Em relatório divulgado pelo Banco Central em 15 de dezembro, o Índice de Atividade Econômica (IBC-Br) apresentou recuo de 0,2% em outubro na comparação com o mês anterior, já dessazonalizado.

Na comparação anual — entre outubro de 2025 e outubro de 2024 — o indicador registrou alta de 0,4%. No acumulado de 2025, o índice subiu 2,4% e, ao longo dos últimos 12 meses, avançou 2,5%.

Função do IBC-Br e Influência na Selic

O IBC-Br serve como referência para o Comitê de Política Monetária (Copom) definir a taxa básica de juros, a Selic, mantida atualmente em 15% ao ano. Quando a Selic sobe, o crédito fica mais caro, ajudando a conter a inflação; ao mesmo tempo, isso pode frear o crescimento econômico. Já cortes na Selic tendem a estimular a produção e o consumo, mas elevam o risco de pressão inflacionária.

Contexto da Inflação e Decisão do Copom

Em novembro, o IPCA registrou variação de 0,18%, elevando a inflação acumulada em 12 meses para 4,46%, dentro da meta de 1,5% a 4,5%. Esses dados, aliados ao desempenho moderado do IBC-Br, levaram o Copom a manter a Selic no patamar atual pela quarta reunião consecutiva, diante da elevada incerteza na conjuntura econômica.
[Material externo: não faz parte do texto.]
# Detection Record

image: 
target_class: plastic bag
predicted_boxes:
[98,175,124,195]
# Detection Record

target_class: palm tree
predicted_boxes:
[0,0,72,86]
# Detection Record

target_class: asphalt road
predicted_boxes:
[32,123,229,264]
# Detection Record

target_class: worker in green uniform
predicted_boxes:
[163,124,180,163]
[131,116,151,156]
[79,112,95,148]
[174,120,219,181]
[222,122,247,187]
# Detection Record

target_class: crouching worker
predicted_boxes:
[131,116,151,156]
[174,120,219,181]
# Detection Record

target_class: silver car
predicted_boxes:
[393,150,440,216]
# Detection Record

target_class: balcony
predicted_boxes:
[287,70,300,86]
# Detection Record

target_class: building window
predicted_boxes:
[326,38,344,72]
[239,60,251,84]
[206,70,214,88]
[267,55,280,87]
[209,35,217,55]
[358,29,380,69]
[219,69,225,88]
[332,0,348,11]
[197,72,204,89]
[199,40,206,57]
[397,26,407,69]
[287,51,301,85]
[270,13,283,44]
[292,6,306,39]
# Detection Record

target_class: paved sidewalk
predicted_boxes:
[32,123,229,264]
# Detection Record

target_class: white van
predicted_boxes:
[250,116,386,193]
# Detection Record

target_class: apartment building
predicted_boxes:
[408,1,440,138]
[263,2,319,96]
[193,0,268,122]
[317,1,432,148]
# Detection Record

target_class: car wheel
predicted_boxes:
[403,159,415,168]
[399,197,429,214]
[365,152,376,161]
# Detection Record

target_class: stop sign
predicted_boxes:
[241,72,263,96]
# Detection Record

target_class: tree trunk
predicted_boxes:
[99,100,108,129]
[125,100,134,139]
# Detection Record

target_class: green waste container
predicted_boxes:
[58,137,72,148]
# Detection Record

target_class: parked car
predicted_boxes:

Comparação com o PIB Oficial

Embora divulgado mensalmente e com metodologia distinta, o IBC-Br não substitui o Produto Interno Bruto (PIB) oficial do IBGE. No segundo trimestre de 2025, o PIB cresceu 0,4%, impulsionado pelos setores de serviços e indústria. Em 2024, o PIB avançou 3,4%, marcando o quarto ano seguido de expansão.